Le Saguenay-Lac-St-Jean est une vaste région, dont le nord est peu connu et constitue un magnifique échantillon de forêt boréale, de grands lacs et de longues rivières sauvages. Pour ajouter au portrait, c’est aussi dans ces terres éloignées que vivent les dernières hardes de caribous forestiers de la région – une espèce menacée à l’échelle du Canada.

Un dossier… enflammé!

J’étais loin de me douter que le dossier de la protection du caribou et des aires protégées dans cette région allait prendre l’ampleur qu’il a prise dans les derniers temps. La semaine dernière, par exemple, le maire de Saint-Félicien – la ville où j’ai grandi – a réclamé un moratoire de dix ans pour freiner la création d’aires protégées. Sous prétexte de « possibles » pertes d’emploi.

Je ne cacherai pas ma déception de constater un tel recul en matière de conservation. Si je me permets ce commentaire, c’est que malgré le discours des chambres de commerce et de certains élus, je sais que plusieurs ont à cœur la protection du patrimoine naturel de notre grande région – et du caribou, cette espèce emblématique de nos forêts nordiques.

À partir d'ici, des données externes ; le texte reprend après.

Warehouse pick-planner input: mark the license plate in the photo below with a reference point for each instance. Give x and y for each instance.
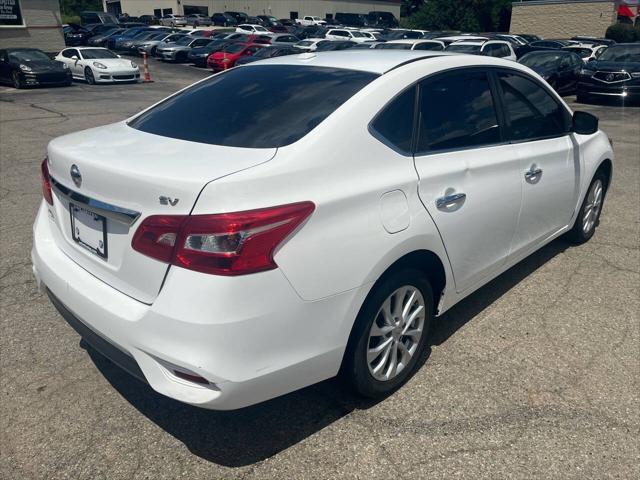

Ce n’est pas tout le monde qui souhaite reléguer les caribous au nord de la forêt commerciale. Même chez certaines entreprises forestières et chez certains élus, il y a une volonté d’aller de l’avant avec la création d’aires protégées, pourvu que l’on minimise les impacts sur l’emploi.

La bonne nouvelle, c’est que c’est possible – et souhaitable.

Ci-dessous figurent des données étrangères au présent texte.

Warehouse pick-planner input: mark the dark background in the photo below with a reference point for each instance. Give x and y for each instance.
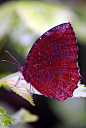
(72, 112)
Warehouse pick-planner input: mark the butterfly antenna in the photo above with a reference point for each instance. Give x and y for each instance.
(18, 64)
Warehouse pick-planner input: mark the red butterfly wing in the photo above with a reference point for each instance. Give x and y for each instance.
(51, 66)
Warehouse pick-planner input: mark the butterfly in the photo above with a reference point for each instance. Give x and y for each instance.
(51, 66)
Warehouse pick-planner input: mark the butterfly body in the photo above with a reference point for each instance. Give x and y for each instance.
(51, 65)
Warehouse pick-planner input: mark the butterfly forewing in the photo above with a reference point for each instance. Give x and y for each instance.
(51, 65)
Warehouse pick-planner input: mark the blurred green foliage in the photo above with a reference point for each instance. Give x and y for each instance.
(22, 22)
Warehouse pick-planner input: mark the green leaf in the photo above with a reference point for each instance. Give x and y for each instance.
(5, 119)
(22, 88)
(23, 116)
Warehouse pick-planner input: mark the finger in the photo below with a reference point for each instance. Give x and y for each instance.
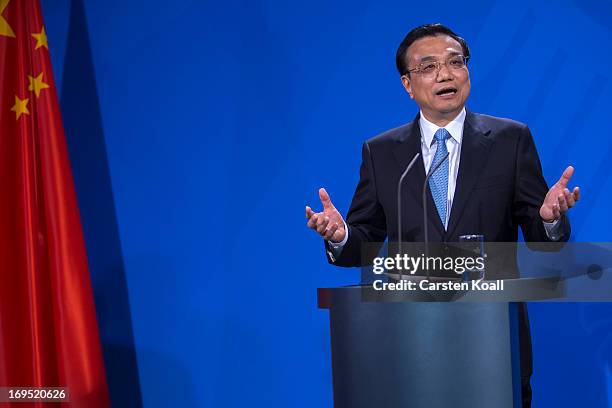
(330, 231)
(567, 174)
(312, 222)
(556, 212)
(325, 200)
(321, 227)
(569, 198)
(562, 203)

Il faut cesser de terroriser les travailleurs avec la « perte de 1000 emplois », une conséquence purement spéculative et basée sur des méthodes de calcul que les ministères n’utilisent même plus.

Il faut sortir de la mentalité de la « possibilité forestière », qui veut que la seule manière d’exploiter notre forêt soit de couper le plus d’arbres possible.

Va-t-on laisser tomber tous les grands défis de conservation du 21e siècle sous prétexte qu’on veut continuer à faire de la foresterie du siècle dernier? Ce serait là un manque flagrant d’imagination. Je suis convaincu qu’on peut faire mieux.